Something ran past again. Again Alex turned, sensing Trish mimic the movement. The shadow – or perhaps another shadow – ran past. Again, just out of sight. A dark blur, the crackle of branches: these signaled its presence more than anything Alex actually saw.
His eyes opened wide. “I’m hearing them,” he said.
“We’re both hearing them,” Trish said, before calling out, “Saaaaam!”
“Here!”
Sam’s voice sounded farther away than ever.
Alex shook his head. “No, you don’t understand. I’m hearing them. The whisperers.”
Crack-crack-crack-crack.
Alex tensed, and felt Trish do the same beside him. “They’re coming,” she whispered. “They’re becoming.”
Alex understood, because it was the same thing he was feeling. The whisperers had been wraiths, the quick glimpses of them that Alex and Trish had caught accompanied by no noise other than the words the things spoke.
But now –
(crackle-crack-crack)
– he and Trish were hearing them. Not just the words they spoke, but the movements they made. They were becoming, yes, that was the right word. They were becoming flesh – or something like it.

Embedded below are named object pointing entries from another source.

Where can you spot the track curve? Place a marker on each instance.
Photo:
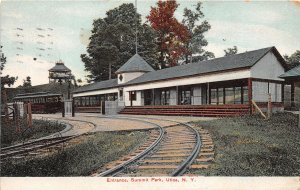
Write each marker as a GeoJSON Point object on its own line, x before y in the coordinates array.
{"type": "Point", "coordinates": [163, 156]}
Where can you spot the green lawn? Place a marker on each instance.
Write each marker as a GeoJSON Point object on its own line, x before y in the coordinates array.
{"type": "Point", "coordinates": [40, 128]}
{"type": "Point", "coordinates": [252, 146]}
{"type": "Point", "coordinates": [81, 159]}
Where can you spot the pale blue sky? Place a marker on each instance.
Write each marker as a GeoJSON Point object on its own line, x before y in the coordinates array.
{"type": "Point", "coordinates": [248, 25]}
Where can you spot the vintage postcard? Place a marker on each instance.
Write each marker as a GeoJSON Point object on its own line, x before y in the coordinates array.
{"type": "Point", "coordinates": [156, 94]}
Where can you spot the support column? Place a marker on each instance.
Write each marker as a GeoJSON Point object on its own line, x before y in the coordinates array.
{"type": "Point", "coordinates": [293, 94]}
{"type": "Point", "coordinates": [153, 97]}
{"type": "Point", "coordinates": [250, 94]}
{"type": "Point", "coordinates": [177, 96]}
{"type": "Point", "coordinates": [208, 94]}
{"type": "Point", "coordinates": [282, 92]}
{"type": "Point", "coordinates": [130, 97]}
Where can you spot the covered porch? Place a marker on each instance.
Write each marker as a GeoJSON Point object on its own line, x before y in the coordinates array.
{"type": "Point", "coordinates": [214, 93]}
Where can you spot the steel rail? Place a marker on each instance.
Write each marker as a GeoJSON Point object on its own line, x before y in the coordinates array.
{"type": "Point", "coordinates": [42, 140]}
{"type": "Point", "coordinates": [113, 171]}
{"type": "Point", "coordinates": [182, 167]}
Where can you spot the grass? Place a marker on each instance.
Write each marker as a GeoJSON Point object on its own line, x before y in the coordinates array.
{"type": "Point", "coordinates": [40, 128]}
{"type": "Point", "coordinates": [81, 159]}
{"type": "Point", "coordinates": [252, 146]}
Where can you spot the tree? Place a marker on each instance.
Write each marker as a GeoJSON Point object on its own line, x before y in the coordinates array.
{"type": "Point", "coordinates": [293, 60]}
{"type": "Point", "coordinates": [231, 51]}
{"type": "Point", "coordinates": [196, 31]}
{"type": "Point", "coordinates": [5, 81]}
{"type": "Point", "coordinates": [112, 42]}
{"type": "Point", "coordinates": [172, 35]}
{"type": "Point", "coordinates": [27, 82]}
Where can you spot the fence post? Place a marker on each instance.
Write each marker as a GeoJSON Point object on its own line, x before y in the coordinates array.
{"type": "Point", "coordinates": [63, 108]}
{"type": "Point", "coordinates": [269, 106]}
{"type": "Point", "coordinates": [29, 114]}
{"type": "Point", "coordinates": [73, 108]}
{"type": "Point", "coordinates": [299, 118]}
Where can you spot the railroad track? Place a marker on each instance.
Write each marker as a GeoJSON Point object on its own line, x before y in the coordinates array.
{"type": "Point", "coordinates": [168, 151]}
{"type": "Point", "coordinates": [55, 142]}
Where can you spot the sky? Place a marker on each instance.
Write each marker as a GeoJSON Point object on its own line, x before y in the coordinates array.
{"type": "Point", "coordinates": [59, 30]}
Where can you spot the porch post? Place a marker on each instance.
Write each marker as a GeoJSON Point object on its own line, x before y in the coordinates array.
{"type": "Point", "coordinates": [282, 92]}
{"type": "Point", "coordinates": [130, 97]}
{"type": "Point", "coordinates": [208, 94]}
{"type": "Point", "coordinates": [250, 94]}
{"type": "Point", "coordinates": [292, 94]}
{"type": "Point", "coordinates": [153, 97]}
{"type": "Point", "coordinates": [177, 96]}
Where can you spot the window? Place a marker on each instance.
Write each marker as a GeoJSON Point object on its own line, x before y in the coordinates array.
{"type": "Point", "coordinates": [213, 96]}
{"type": "Point", "coordinates": [121, 77]}
{"type": "Point", "coordinates": [245, 95]}
{"type": "Point", "coordinates": [121, 94]}
{"type": "Point", "coordinates": [237, 95]}
{"type": "Point", "coordinates": [132, 96]}
{"type": "Point", "coordinates": [165, 97]}
{"type": "Point", "coordinates": [220, 96]}
{"type": "Point", "coordinates": [229, 95]}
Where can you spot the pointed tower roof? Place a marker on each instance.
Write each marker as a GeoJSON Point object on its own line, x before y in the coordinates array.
{"type": "Point", "coordinates": [135, 64]}
{"type": "Point", "coordinates": [59, 67]}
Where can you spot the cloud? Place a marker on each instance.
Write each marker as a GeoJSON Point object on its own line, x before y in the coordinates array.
{"type": "Point", "coordinates": [13, 15]}
{"type": "Point", "coordinates": [252, 36]}
{"type": "Point", "coordinates": [36, 70]}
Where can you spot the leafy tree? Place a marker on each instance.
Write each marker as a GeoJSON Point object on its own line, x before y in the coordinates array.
{"type": "Point", "coordinates": [27, 82]}
{"type": "Point", "coordinates": [112, 42]}
{"type": "Point", "coordinates": [172, 35]}
{"type": "Point", "coordinates": [231, 51]}
{"type": "Point", "coordinates": [293, 60]}
{"type": "Point", "coordinates": [196, 31]}
{"type": "Point", "coordinates": [5, 81]}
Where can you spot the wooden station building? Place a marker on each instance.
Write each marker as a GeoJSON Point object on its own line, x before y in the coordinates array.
{"type": "Point", "coordinates": [223, 86]}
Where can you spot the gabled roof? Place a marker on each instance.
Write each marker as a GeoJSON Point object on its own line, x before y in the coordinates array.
{"type": "Point", "coordinates": [135, 64]}
{"type": "Point", "coordinates": [97, 86]}
{"type": "Point", "coordinates": [293, 73]}
{"type": "Point", "coordinates": [237, 61]}
{"type": "Point", "coordinates": [35, 95]}
{"type": "Point", "coordinates": [59, 66]}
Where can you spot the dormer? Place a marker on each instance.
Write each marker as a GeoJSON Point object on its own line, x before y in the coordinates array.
{"type": "Point", "coordinates": [133, 68]}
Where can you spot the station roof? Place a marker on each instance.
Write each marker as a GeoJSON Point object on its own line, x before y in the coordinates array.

They were becoming real. Stepping out of shadow and into the mist-lights, to be seen, and to be feared.
“RUN!”
One of the shadows flitted by, so close that Alex suspected that if he had turned a bit faster he would have seen the thing – and would have been driven mad by that sight.
Even so, and even with the sound of leaves and twigs breaking under the thing’s feet, the voice of it still sounded strained, hollow, distant. It was the echo of words the owner had spoken, then had walked away from before they fully ended.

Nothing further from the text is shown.